SEC. 8. CAPS ON DISCRETIONARY SPENDING.

(a) NATIONAL DEFENSE.—

(1) No more than 10 per cent of the Federal Budget may be allocated to National defense, with the following exceptions:

(A) Congress has declared war and the minimum costs of victory exceed the 10-per-cent cap.

(B) The President has declared a national emergency of a nature that requires substantial defense operations to solve or mitigate.

(b) COMMERCE.—

(1) No more than 0.7 per cent of the Federal Budget may be allocated to the Department of Commerce.

(c) EDUCATION.—

(1) No more than 2 per cent of the Federal Budget may be allocated to the Department of Education.

SEC. 9. SUNSETTED DEPARTMENTS, AGENCIES, AND PROGRAMS.

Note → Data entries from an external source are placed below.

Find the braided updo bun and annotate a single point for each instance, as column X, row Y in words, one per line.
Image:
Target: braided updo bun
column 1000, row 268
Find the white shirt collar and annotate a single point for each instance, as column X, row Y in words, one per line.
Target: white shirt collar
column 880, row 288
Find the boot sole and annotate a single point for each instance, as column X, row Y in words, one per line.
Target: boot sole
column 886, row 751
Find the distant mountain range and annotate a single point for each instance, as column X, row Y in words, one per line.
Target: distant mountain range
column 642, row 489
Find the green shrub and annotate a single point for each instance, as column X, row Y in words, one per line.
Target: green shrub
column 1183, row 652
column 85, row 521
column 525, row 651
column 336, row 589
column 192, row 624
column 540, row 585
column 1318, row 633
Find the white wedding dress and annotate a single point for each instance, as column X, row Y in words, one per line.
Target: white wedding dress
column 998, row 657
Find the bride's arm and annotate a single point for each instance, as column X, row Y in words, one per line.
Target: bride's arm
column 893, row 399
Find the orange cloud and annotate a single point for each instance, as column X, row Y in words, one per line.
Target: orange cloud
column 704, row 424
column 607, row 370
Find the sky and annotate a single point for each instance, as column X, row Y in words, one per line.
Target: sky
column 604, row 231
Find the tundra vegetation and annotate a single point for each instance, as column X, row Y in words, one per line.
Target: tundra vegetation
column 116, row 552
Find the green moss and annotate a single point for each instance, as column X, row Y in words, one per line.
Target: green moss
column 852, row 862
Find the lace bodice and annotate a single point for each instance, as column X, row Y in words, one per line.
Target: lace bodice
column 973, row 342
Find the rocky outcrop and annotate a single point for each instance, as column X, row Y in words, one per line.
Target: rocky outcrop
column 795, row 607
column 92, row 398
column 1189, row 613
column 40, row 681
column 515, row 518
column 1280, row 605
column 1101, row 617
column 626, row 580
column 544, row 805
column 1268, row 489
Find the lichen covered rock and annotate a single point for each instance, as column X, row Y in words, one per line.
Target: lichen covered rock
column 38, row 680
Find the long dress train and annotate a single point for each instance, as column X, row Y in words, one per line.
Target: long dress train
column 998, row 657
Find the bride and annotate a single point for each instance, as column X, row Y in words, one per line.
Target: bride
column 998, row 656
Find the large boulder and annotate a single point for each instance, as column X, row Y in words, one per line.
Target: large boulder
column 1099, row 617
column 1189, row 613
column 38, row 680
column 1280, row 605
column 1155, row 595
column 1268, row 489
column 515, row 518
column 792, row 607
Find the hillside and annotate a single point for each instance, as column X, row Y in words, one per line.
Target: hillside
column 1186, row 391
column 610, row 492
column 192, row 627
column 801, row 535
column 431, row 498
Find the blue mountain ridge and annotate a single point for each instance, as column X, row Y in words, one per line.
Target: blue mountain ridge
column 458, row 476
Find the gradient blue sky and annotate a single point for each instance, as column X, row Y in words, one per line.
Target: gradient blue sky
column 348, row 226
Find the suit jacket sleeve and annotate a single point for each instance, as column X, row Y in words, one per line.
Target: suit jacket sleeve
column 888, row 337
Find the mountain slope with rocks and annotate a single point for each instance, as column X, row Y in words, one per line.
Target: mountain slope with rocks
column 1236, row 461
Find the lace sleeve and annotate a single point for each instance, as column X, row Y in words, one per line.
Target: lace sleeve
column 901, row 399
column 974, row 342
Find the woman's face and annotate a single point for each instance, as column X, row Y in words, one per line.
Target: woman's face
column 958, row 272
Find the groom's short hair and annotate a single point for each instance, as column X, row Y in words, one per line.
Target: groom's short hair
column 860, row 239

(a) The following agencies shall receive no funding after fiscal year 2028 and will cease to exist on October 1, 2028:

(1) Agency for Global Media

(2) Agricultural Marketing Service*

(3) Alhurra TV

(4) Barry M. Goldwater Scholarship and Excellence in Education Foundation

(5) Bureau of International Labor Affairs

(6) Bureau of Justice Statistics

(7) Chief Financial Officers Council

(8) Chief Human Capital Officers Council

(9) Citizens’ Stamp Advisory Committee

(10) Commerce Department

(11) Commission of Fine Arts

(12) Committee on Foreign Investment in the United States

(13) Commission on International Religious Freedom

(14) Commission on Presidential Scholars

(15) Community Oriented Policing Services

(16) Office of Congressional Workplace Rights

(17) Defense Commissary Agency

(18) Delta Regional Authority

(19) Denali Commission

(20) Economic Development Administration

(21) Export-Import Bank of the United States

(22) Federal Committee on Statistical Methodology

(23) Federal Consulting Group

(24) Federal Executive Boards

(25) Federal Laboratory Consortium for Technology Transfer

(26) Federal Mediation and Conciliation Service

(27) Fulbright Program

(28) Harry S. Truman Scholarship Foundation

(29) Indian Arts and Crafts Board

(30) Institute of Education Sciences

(31) Interagency Alternative Dispute Resolution Working Group

(32) International Development Finance Corporation

(33) International Trade Administration

(34) James Madison Memorial Fellowship Foundation

(35) Mediation and Conciliation Service

(36) National Capital Planning Commission

(37) National Endowment for the Arts

(38) National Heart, Lung, and Blood Institute

(39) National Institute of Arthritis, Musculoskeletal and Skin Diseases

(40) Northern Border Regional Commission

(41) Office of Career, Technical, and Adult Education

(42) Office of Cuba Broadcasting

(43) Office of Investor Education and Advocacy

(44) Office of Policy Development and Research

(45) Office of Science and Technology Policy

(46) Office of Textiles and Apparel

(47) Open World Leadership Center

(48) Pretrial Services Agency for the District of Columbia

(49) Radio Free Asia

(50) Radio Free Europe and Radio Liberty

(51) Saint Lawrence Seaway Development Corporation

(52) Space Command

(53) State Justice Institute

(54) Stennis Center for Public Service

(55) Office of the U.S. Trade Representative

(56) Voice of America

(57) Woodrow Wilson International Center for Scholars

(b) Each director of the agencies listed in Section 8(a) shall complete and publish in the Federal Register by January 1, 2026, a demobilization plan designed to meet remaining contractual obligations and to assist, where feasible, with the resignation, retirement, or interagency transfer of the agency’s employees.

(c) Commencing no later than October 1, 2029, the General Services Administration shall manage the real estate and physical property of vacated agencies listed in Section 8(a), disposing of all such estate and property by September 30, 2032.